Bond and Swann follow another lead to Morocco, and after a brutal fight on a train with Mr. Hinx (Hello, FROM RUSSIA WITH LOVE, LIVE AND LET DIE, and THE SPY WHO LOVED ME!), they make their way to SPECTRE's meteor crater lair (like Blofeld’s volcanic lair in YOU ONLY LIVE TWICE!), and that's where we get the lowdown on our villain's background and all that other spoilery stuff (apart from Waltz's identity as Blofeld there actually are some plot-points here I'll refrain from describing).





The London-set climax, which involves blowing up the remains of the old MI6 building, and more helicopter shenanigans, isn't very inspired and whatever excitement was in the film had drained from the film way before they get there.





Screenwriters Neal Purvis, John Wade, John Logan, and Jez Butterworth unsuccessfully try to duplicate the highlights of SKYFALL, which all but Butterworth scripted, and the result is an uneven, and frustratingly paced narrative.





And, running at 2 hours and 40 minutes, it’s the longest, and most drawn out, Bond movie of the series.
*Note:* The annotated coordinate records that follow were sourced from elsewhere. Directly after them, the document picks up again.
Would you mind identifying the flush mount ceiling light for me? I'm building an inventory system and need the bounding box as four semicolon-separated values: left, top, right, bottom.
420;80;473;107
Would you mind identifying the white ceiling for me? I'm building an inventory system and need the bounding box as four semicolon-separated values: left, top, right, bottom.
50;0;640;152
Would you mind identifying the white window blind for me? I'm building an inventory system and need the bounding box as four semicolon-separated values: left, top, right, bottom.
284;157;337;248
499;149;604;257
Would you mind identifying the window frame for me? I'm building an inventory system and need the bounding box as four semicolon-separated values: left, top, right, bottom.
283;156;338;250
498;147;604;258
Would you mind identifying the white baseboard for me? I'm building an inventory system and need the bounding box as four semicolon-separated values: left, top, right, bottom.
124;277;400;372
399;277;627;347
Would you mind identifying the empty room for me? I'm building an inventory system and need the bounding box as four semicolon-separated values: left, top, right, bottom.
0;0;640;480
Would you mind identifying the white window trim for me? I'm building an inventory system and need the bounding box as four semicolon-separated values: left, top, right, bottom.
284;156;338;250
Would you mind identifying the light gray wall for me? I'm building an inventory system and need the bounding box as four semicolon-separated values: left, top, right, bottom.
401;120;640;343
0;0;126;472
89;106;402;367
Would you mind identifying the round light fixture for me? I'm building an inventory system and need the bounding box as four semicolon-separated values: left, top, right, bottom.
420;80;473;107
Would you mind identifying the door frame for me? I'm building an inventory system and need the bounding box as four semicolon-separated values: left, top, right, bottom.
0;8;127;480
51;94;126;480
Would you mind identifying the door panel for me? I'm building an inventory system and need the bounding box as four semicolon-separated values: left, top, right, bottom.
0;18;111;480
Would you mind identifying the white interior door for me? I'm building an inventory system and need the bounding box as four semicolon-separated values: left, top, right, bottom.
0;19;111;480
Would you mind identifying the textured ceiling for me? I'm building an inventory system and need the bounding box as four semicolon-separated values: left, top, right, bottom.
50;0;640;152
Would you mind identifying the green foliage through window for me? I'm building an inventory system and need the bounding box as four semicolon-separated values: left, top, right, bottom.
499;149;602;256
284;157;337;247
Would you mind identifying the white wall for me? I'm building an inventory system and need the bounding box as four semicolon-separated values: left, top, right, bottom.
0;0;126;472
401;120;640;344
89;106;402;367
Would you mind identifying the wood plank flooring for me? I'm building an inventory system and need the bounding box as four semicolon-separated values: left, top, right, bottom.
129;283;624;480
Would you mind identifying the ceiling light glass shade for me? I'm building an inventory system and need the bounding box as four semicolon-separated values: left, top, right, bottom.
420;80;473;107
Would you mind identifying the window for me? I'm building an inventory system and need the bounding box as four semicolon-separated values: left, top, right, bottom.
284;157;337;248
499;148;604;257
That’s another strike against it. 





But back to my original beef about how they tried to hide that Waltz was playing Blofeld. This is no way to treat the re-introduction of SPECTRE, absent from the franchise since DIAMONDS ARE FOREVER for legal reasons.





It would’ve been a better move, and, I bet made for a better movie, if they’d just announced up front that the two-time Academy Award winner was portraying 007’s most powerful and iconic foe, instead of fashioning their film around such an obvious “twist.”





Instead we’ve got this epically ineffective Bond in which Craig looks bored and ready to go home. After this routine ride with such a surprise fail, that’s sure how I felt.